I sometimes babysit for this lonely and interesting misfit, whom I like. He is the negative image of me at that age: I kept the rage to myself. Once, though, when I turned off the television – it was time for his homework – he seized a butcher knife and brandished it at me theatrically. For some reason I started to laugh and couldn't stop. I didn't do this intentionally, to "outcrazy" him, but it had that effect and, meekly, he handed me the knife. We never spoke of it again, but on his next birthday I gave him a video game with a funny card on which I had written in jagged letters, "For the sharpest knife in the drawer". He hugged me, but then poked my gut sharply with his finger. It was a moment of perfect understanding.

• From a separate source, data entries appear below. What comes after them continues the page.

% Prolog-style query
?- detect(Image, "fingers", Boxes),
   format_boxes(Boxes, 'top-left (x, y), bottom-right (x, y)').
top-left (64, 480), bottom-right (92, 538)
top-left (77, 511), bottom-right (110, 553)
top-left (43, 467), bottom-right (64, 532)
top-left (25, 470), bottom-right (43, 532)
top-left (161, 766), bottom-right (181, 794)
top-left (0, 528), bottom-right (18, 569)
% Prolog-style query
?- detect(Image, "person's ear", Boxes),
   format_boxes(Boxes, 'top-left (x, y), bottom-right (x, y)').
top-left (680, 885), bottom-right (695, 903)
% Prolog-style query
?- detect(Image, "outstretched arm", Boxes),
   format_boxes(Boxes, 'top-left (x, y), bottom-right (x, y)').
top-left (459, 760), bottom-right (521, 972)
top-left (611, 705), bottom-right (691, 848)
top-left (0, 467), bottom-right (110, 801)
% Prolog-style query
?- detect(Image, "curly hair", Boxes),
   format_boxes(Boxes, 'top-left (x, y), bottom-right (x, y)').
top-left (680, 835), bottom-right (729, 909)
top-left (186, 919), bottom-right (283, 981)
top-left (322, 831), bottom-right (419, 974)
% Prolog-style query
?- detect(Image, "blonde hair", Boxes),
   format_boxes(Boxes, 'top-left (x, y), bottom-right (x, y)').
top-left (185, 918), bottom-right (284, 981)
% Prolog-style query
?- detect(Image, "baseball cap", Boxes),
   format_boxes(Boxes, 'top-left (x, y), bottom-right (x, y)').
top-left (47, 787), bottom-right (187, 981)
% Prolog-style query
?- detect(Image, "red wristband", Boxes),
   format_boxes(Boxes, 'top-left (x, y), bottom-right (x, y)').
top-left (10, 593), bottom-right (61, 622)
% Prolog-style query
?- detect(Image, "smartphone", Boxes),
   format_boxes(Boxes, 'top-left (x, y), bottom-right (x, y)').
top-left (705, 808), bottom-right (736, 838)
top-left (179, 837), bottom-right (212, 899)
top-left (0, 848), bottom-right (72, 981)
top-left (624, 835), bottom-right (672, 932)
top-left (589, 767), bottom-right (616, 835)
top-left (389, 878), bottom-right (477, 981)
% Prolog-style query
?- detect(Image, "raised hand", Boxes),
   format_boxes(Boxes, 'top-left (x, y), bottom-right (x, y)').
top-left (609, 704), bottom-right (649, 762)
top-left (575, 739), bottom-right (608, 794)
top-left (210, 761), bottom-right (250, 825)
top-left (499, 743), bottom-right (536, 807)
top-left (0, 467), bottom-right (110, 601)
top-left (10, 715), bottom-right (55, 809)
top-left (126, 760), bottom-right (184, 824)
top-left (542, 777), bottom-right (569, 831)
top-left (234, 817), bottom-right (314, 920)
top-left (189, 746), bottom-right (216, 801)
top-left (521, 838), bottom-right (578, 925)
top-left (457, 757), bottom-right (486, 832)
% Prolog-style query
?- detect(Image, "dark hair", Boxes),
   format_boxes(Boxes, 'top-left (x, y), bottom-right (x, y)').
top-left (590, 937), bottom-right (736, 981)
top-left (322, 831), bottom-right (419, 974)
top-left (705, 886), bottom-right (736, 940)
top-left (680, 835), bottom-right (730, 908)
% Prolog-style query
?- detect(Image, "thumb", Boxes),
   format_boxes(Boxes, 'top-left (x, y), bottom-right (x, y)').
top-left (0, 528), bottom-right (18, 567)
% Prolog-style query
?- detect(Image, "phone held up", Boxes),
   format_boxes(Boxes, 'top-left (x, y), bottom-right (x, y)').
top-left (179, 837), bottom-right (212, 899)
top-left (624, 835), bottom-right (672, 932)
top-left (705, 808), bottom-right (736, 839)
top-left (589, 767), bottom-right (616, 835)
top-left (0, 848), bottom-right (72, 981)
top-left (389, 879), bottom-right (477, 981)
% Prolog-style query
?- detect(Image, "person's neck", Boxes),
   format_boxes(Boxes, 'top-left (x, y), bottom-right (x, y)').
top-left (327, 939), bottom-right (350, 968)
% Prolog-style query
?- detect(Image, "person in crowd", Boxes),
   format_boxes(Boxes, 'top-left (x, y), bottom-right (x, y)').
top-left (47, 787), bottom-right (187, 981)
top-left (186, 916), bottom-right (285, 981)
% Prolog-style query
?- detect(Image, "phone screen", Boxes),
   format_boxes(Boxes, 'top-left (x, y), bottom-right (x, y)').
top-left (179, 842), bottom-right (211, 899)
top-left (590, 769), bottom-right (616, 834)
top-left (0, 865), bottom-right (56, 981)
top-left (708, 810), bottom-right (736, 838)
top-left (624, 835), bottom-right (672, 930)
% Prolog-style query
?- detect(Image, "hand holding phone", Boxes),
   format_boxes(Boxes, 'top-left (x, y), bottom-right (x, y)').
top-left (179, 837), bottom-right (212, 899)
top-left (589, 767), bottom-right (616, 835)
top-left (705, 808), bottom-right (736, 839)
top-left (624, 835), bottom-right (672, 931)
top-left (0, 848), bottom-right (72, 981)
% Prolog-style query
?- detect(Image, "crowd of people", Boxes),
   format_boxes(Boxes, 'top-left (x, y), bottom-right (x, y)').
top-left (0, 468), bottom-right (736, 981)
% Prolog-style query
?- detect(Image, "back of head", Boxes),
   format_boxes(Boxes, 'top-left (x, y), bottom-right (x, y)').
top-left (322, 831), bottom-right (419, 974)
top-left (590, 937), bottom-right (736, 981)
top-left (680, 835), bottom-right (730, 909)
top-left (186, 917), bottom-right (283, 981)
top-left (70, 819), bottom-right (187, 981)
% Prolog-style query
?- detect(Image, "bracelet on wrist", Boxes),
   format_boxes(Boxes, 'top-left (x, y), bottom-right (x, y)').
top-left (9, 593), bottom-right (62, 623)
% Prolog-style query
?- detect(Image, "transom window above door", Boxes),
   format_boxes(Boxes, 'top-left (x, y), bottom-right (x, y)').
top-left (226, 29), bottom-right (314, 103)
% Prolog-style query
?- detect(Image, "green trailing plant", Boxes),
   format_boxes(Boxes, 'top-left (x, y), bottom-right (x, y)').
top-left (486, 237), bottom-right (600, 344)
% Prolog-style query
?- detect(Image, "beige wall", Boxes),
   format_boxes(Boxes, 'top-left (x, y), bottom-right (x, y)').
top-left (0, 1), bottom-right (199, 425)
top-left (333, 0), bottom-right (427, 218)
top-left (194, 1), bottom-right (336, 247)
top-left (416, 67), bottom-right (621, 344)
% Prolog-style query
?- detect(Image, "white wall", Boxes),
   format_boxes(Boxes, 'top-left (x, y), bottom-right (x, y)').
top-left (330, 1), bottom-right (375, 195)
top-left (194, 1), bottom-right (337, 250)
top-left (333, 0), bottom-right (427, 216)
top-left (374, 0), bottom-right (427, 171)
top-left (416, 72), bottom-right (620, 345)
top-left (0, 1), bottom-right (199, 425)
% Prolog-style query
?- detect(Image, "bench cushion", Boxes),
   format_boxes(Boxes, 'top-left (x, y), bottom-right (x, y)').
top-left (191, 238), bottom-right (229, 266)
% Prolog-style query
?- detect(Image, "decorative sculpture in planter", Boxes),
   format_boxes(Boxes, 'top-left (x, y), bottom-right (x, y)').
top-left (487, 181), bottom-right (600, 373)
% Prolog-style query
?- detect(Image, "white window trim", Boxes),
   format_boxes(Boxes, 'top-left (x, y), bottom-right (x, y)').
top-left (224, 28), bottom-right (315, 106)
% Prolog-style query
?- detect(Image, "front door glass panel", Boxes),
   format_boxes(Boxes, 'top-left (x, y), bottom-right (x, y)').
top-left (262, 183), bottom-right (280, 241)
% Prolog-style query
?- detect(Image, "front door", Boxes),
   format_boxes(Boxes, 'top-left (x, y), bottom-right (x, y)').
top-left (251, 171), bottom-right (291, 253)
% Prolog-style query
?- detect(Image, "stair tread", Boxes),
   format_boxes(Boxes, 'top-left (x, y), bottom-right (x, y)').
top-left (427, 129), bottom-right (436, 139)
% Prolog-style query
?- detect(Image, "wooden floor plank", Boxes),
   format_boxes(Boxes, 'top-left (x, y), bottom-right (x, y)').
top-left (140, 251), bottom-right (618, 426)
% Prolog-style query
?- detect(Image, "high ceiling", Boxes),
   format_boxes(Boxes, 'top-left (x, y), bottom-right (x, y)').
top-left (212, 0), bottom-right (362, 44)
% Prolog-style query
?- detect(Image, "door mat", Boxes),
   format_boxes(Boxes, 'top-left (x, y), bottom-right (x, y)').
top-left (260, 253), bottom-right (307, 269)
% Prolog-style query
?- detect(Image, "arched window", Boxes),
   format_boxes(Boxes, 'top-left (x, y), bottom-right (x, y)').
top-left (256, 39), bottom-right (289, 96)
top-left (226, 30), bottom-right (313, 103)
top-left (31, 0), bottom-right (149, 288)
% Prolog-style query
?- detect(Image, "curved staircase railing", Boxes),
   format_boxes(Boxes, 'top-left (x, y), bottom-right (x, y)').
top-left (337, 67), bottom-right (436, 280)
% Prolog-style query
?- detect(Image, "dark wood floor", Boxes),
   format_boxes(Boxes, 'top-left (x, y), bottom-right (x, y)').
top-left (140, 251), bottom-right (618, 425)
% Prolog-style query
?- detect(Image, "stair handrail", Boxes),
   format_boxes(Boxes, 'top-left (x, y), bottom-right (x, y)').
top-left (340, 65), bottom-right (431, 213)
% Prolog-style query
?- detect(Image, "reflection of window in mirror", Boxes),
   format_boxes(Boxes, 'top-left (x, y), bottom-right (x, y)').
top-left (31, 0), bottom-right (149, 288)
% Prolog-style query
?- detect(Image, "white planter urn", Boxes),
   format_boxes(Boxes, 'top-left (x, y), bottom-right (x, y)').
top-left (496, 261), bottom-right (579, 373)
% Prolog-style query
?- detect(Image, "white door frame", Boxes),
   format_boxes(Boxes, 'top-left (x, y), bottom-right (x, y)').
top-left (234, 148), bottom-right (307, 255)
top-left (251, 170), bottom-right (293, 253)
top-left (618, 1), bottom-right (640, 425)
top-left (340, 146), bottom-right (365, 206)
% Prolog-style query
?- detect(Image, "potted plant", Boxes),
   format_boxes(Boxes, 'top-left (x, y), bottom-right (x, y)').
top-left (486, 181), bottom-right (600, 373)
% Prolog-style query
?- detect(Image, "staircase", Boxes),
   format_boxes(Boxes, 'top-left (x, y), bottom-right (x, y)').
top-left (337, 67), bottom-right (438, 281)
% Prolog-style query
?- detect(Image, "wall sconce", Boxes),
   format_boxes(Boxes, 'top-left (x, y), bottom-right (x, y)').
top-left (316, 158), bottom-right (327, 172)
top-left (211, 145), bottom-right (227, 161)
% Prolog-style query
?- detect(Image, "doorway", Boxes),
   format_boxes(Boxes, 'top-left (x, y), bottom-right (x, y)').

Listening to his inconsolable, primal baying at the injustice of everything that has been done to anyone since time began, I realized that there was no stopping it, no reasoning with him, no bribe, threat, or gesture of empathy that could recall him to his false self.

March 22
An email from W. has elated me: "I'm penguin-watching in Antarctica," she writes. I am aborting this journal a day early, enough anger has been recorded. But before I do, I wish publicly to forgive a few of the people (excluding taxi drivers) who contributed to deleted entries: "Mr. Rocco", at the corner beauty salon, for an unspeakable and sadistic haircut. (Could he have been channelling my high school yearbook photograph?) The man I love. And my housekeeper, who decided to clean out my medicine cabinet, and threw away all the sleeping pills and codeine I had been hoarding for emergencies, because, she said, they had "expired".